We therefore address Dungan's contention that the district court erred in applying the career offender enhancement, U.S.S.G. § 4B1.1, in calculating the Guidelines range applicable to his conviction.2  Dungan argues that his offense of conviction--possession of a firearm by a convicted felon--is not a "crime of violence" within the meaning of the career offender provisions, and therefore does not trigger the career offender enhancement. We are compelled to agree.

Under our decision in United States v. Sahakian, 965 F.2d 740 (9th Cir. 1992),3  the offense to which Dungan pled guilty cannot be considered a crime of violence under section 4B1.2 unless "the actual conduct [the indictment] charges involve [s] a serious potential risk of physical injury to another." Id. at 742. Count I of the indictment returned against Dungan charged only that he "did knowingly possess a firearm." We are therefore bound to "conclude that this conviction of being a felon in possession is not a conviction of a crime of violence...." Id.

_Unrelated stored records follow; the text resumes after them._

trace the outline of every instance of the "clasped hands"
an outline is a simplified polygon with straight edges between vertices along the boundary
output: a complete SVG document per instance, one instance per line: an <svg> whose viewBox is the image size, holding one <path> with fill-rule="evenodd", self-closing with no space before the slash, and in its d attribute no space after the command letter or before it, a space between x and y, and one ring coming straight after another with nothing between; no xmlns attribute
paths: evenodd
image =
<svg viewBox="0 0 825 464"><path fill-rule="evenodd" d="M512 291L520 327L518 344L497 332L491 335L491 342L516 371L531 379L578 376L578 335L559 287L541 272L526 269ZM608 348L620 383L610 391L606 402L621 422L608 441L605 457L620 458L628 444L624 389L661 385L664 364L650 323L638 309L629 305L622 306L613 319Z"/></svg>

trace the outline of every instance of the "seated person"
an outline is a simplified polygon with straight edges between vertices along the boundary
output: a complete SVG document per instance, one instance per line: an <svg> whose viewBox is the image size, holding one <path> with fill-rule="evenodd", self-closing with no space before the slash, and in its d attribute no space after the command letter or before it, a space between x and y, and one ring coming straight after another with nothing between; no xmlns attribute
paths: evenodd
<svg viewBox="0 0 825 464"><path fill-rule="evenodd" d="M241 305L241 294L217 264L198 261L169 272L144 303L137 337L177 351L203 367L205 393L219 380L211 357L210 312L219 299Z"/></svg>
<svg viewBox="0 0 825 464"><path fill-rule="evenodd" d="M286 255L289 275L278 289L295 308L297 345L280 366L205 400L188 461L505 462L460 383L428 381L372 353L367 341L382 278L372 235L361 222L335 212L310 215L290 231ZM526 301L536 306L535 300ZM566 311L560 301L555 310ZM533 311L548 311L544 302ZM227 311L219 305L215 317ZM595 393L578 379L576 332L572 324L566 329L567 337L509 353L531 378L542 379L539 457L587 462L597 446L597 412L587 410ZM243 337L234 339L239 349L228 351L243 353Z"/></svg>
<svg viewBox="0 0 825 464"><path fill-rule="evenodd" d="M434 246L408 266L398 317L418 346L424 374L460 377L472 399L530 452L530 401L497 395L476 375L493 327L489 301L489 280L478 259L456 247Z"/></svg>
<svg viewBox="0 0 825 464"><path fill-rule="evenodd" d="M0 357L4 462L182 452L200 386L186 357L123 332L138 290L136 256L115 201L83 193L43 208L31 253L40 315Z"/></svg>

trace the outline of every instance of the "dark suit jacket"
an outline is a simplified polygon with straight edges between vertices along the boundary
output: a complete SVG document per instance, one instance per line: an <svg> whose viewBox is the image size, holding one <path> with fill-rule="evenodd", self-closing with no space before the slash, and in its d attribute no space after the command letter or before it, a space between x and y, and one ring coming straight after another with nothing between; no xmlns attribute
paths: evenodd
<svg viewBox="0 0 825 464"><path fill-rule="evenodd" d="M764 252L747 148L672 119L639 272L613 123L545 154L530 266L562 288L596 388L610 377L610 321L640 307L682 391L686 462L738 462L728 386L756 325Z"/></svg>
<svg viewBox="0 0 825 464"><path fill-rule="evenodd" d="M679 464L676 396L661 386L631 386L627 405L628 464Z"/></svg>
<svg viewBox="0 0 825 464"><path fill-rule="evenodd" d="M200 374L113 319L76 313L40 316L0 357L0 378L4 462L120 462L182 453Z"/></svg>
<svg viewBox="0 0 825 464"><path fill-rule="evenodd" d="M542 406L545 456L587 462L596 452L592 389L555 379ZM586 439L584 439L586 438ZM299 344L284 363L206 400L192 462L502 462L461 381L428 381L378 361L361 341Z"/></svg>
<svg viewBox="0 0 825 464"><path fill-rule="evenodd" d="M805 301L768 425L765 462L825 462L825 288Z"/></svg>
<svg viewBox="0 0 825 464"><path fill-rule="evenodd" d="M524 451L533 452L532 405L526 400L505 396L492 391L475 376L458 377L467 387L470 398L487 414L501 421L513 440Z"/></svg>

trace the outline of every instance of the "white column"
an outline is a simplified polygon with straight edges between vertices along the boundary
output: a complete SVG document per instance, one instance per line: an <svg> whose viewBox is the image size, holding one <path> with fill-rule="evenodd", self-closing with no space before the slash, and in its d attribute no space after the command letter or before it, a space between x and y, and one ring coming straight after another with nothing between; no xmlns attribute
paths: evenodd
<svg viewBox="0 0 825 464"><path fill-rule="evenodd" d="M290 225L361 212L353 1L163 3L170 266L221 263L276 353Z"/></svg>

Because the district court improperly applied a career offender enhancement in sentencing Dungan, the sentence must be VACATED and the case REMANDED for resentencing.


This disposition is not appropriate for publication and may not be cited to or by the courts of this circuit except as provided by Ninth Circuit Rule 36-3


Dungan urges us to reconsider the wisdom of our holding in Bolinger. This panel, of course, has no authority to do so. See United States v. Lucas, 963 F.2d 243, 247 (9th Cir. 1992)


We have examined Dungan's other allegations of error and concluded that all are encompassed by his waiver of the right to appeal. We therefore do not consider them here


Both parties' briefs address the career offender issue with reference to United States v. O'Neal, 937 F.2d 1369 (9th Cir. 1990). O'Neal was decided under the Guidelines in effect prior to the November 1989 amendments, and held that being a felon in possession of a firearm was a crime of violence requiring application of § 4B1.1. The court in Sahakian noted that the 1989 amendments had "redefined crime of violence," thus "call [ing] into question the continued viability of O'Neal's conclusion...." Sahakian, 965 F.2d at 742. The court's ultimate holding in the case serves to restrict the application of O'Neal to sentences imposed under the pre-November 1989 Guidelines

Dungan was sentenced in 1991; thus, O'Neal has no bearing on this appeal. This is so notwithstanding the government's contention that "this Court applies the Guideline provision and the caselaw in effect at the time of Dungan's sentence" (emphasis supplied). The emphasized language suggests that we are bound to apply O'Neal here and to ignore Sahakian. Such a proposition makes little sense, and rests on a misstatement of the authority cited by the government. See United States v. Mims, 928 F.2d 310, 312 n. 1 (9th Cir. 1991) (appellant "is entitled to avail himself of the Sentencing Guidelines provisions that were in effect at the time of his sentencing"; no mention of "caselaw"). See also United States v. Carvajal, 905 F.2d 1292, 1294 (9th Cir. 1990) ("we will use the 1987 text of the Sentencing Guidelines ... because that is the version under which [appellant] was sentenced").

We also note that the government's brief, written before the decision in Sahakian was handed down, observes that subsequent to Dungan's sentence, the Application Notes to § 4B1.2 were amended to make clear that possession of a firearm by a felon is not a crime of violence for § 4B1.1 purposes. The government suggests that this amendment, effective November 1, 1991, changed the law under the Guidelines, and that Dungan cannot claim the benefit of this change because "this Court applies the Guidelines ... in effect at the time of Dungan's sentence." Id.

A reading of Sahakian makes clear, however, that the court did not rely on the 1991 amendment to the Application Notes to support its decision, but grounded its holding on the language of § 4B1.2 itself as amended effective November 1, 1989. See Sahakian, 965 F.2d at 742 (characterizing 1991 amendment to Application Notes as "clarifying amendment" that "confirms our reading of the effect of the 1989 amendment"). Sahakian thus does set forth the law applicable at the time of Dungan's sentencing.